London, United Kingdom — Stock markets moved in different directions Tuesday as oil’s push towards $100 fuels worries about persistently high inflation.
Brent North Sea crude oil traded above $95 per barrel Tuesday for the first time since November last year, supported by tight supplies and robust demand.
“When central banks are starting to see the light at the end of the inflation tunnel, $100-plus oil will be incredibly unwelcome and unhelpful,” noted Craig Erlam, senior market analyst at OANDA trading group.
The Federal Reserve is seen keeping interest rates on hold Wednesday but is expected to be cautious over the outlook as crude pushes higher.
The Bank of England and Bank of Japan also announce monetary policy decisions this week, along with peers in Norway, Sweden and Switzerland.
“In a classic case of calm before the storm, investors have seemingly taken a wait-and-see mode ahead of the Fed, BoE and BoJ meetings,” said Rodrigo Catril at National Australia Bank.

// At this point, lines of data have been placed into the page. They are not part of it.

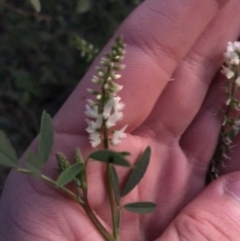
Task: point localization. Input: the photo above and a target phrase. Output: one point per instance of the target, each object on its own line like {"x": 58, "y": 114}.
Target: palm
{"x": 176, "y": 119}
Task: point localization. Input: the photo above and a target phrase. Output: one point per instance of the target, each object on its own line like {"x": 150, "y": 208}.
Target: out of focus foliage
{"x": 45, "y": 48}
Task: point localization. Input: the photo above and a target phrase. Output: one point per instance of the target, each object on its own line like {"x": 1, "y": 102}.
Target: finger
{"x": 206, "y": 125}
{"x": 213, "y": 215}
{"x": 182, "y": 98}
{"x": 158, "y": 35}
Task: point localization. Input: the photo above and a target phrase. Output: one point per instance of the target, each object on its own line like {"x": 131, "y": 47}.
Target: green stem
{"x": 217, "y": 159}
{"x": 111, "y": 199}
{"x": 118, "y": 219}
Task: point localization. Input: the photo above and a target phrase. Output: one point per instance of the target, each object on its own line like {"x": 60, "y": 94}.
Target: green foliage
{"x": 36, "y": 5}
{"x": 140, "y": 207}
{"x": 8, "y": 156}
{"x": 45, "y": 138}
{"x": 83, "y": 6}
{"x": 69, "y": 174}
{"x": 111, "y": 157}
{"x": 33, "y": 163}
{"x": 43, "y": 56}
{"x": 138, "y": 171}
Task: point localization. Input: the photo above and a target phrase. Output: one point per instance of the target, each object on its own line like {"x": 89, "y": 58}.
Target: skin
{"x": 179, "y": 39}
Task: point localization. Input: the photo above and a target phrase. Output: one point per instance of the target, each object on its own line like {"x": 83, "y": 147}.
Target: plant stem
{"x": 118, "y": 219}
{"x": 96, "y": 222}
{"x": 49, "y": 181}
{"x": 111, "y": 199}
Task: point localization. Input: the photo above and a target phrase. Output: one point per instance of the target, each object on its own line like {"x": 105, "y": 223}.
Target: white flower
{"x": 115, "y": 117}
{"x": 227, "y": 72}
{"x": 237, "y": 81}
{"x": 95, "y": 139}
{"x": 117, "y": 105}
{"x": 91, "y": 102}
{"x": 118, "y": 135}
{"x": 231, "y": 58}
{"x": 228, "y": 101}
{"x": 117, "y": 87}
{"x": 107, "y": 109}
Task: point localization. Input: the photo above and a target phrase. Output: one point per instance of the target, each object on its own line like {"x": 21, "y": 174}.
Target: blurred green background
{"x": 44, "y": 54}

In Asian trading, Hong Kong managed a gain while Shanghai was flat. In Europe, London and Paris were in the green while Frankfurt was lower.

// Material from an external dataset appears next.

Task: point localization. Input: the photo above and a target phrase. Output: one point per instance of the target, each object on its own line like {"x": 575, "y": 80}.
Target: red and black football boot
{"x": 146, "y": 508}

Wall Street’s main indices opened lower at the start of trading, with rising bond yields and energy prices weighing on sentiment.
“Those moves have been deterrents for investors worried about their implications for growth and spending, which are interconnected,” said market analyst Patrick O’Hare at Briefing.com.
The Organisation for Economic Co-operation and Development on Tuesday raised its global economic outlook for 2023 but cut the growth forecast for next year as “painful” interest-rate hikes aimed at curbing inflation take their toll.
The world economy is expected to grow 3.0 percent this year, up from the 2.7 percent forecast in the June outlook of the OECD.
Official data Tuesday showed eurozone inflation slowed slightly in August.
Consumer prices in the 20-country single currency area fell to 5.2 percent in August from 5.3 percent in July, according to Eurostat.
“The battle against inflation still hasn’t been won, and there will be fresh skirmishes ahead especially if recent disinflationary forces ease off,” said Susannah Streeter, head of money and markets at Hargreaves Lansdown.